Pendapat Pertama:
Dikerjakan dua rakaat (sama halnya Shalat Ied yang dikerjakan dua rakaat), tetapi tanpa khutbah, karena seperti qadha (mengganti).
Pendapat ini dipilih oleh:
Sejumlah masyaikh : Mufti Saudi Abdul Aziz Alu Syaikh, Abdurrahman Al-Barrak, Shalih Al-Fauzan, Abdul Aziz Ar-Rajihi, Abdul Karim Al-Khudhair, Abdul Muhsin Az-Zamil, Khalid Al-Musyaiqih, Sulaiman Al-Majid, Khalid Al-Mushlih, Ahmad Al-Qu’aimi, Sa’ad Al-Khatslan, Abdullah As-Sulami, Abdus Salam As-Sulaiman.
Juga ditetapkan oleh Hai’ah Kibar Ulama Al-Azhar, Darul Ifta di Yordania, Lajnah Al-Wizariyah Lil Fatwa di Aljazair, dan Wizaratul Auqaf Al-Kuwaitiyah.
Pendapat Kedua:
Dikerjakan dua rakaat (sama halnya Shalat Ied yang dikerjakan dua rakaat) kemudian ada khutbah, karena mengerjakannya langsung (bukan qadha).
Pendapat ini dipilih sejumlah masyaikh : Abdul Muhsin Al-Muthairi (Kuwait), Dziyab Al-Ghamidi, Abdus Salam As-Syuwai’ir, Abdurrahman As-Sahli.
Pendapat Ketiga:
Dikerjakan empat rakaat.
Pendapat ini dipilih oleh Syaikh Ahmad Khalil.
Pendapat Keempat:
Tidak mengerjakan shalat, karena ada uzur mengerjakan shalat tersebut di lapangan atau masjid jami’, sehingga gugur.
Pendapat ini dipilih oleh Syaikh Abdullah Al-Khunain (anggota Hai’ah Kibar Ulama Saudi).
Pendapat yang lebih kuat : Pendapat pertama, karena dalil dan ta’lil nya kuat, dan banyak yang memilihnya serta kedudukan mereka.

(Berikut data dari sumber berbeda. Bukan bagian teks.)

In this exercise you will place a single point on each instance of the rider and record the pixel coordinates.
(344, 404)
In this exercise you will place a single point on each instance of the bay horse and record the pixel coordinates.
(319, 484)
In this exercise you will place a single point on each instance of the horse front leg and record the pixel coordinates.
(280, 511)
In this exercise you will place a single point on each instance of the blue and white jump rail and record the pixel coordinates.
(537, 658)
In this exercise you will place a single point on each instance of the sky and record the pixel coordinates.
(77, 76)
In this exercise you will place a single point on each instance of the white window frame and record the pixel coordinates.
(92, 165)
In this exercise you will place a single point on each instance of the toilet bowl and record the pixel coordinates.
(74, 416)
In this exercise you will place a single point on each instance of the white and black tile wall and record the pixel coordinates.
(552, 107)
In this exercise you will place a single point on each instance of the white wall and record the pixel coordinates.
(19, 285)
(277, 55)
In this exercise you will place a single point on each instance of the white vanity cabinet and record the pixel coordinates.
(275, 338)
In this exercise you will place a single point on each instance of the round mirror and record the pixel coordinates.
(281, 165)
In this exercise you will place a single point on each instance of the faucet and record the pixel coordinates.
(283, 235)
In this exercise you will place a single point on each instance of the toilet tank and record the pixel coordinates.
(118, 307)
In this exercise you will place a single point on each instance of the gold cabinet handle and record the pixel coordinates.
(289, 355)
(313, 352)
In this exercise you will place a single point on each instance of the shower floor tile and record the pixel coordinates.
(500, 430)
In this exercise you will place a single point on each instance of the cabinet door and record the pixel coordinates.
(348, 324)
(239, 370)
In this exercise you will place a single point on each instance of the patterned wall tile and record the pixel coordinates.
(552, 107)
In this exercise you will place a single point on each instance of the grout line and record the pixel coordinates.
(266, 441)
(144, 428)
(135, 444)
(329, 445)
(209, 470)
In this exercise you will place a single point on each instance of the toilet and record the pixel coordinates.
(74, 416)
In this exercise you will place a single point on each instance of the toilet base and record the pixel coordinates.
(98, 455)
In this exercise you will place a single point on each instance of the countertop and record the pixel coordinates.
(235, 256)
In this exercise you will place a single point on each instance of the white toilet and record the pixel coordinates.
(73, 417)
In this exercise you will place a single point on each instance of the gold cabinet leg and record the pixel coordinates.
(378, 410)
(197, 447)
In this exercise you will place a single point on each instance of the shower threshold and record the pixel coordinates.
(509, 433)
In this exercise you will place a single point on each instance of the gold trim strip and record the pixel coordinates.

Ditulis oleh : Yasir bin Abdul Aziz At-Tsumairi
Keterangan : Perbedaan pendapat dalam masalah fikih semacam ini wajar, karena tidak ada nash yang qath’i dan masing-masing berijtihad sesuai dalil yang nampak bagi mereka, adapun yang belum mencapai derajat ijtihad maka kewajibannya adalah mengikuti ulama yang ia percaya. Wallahu a’lam.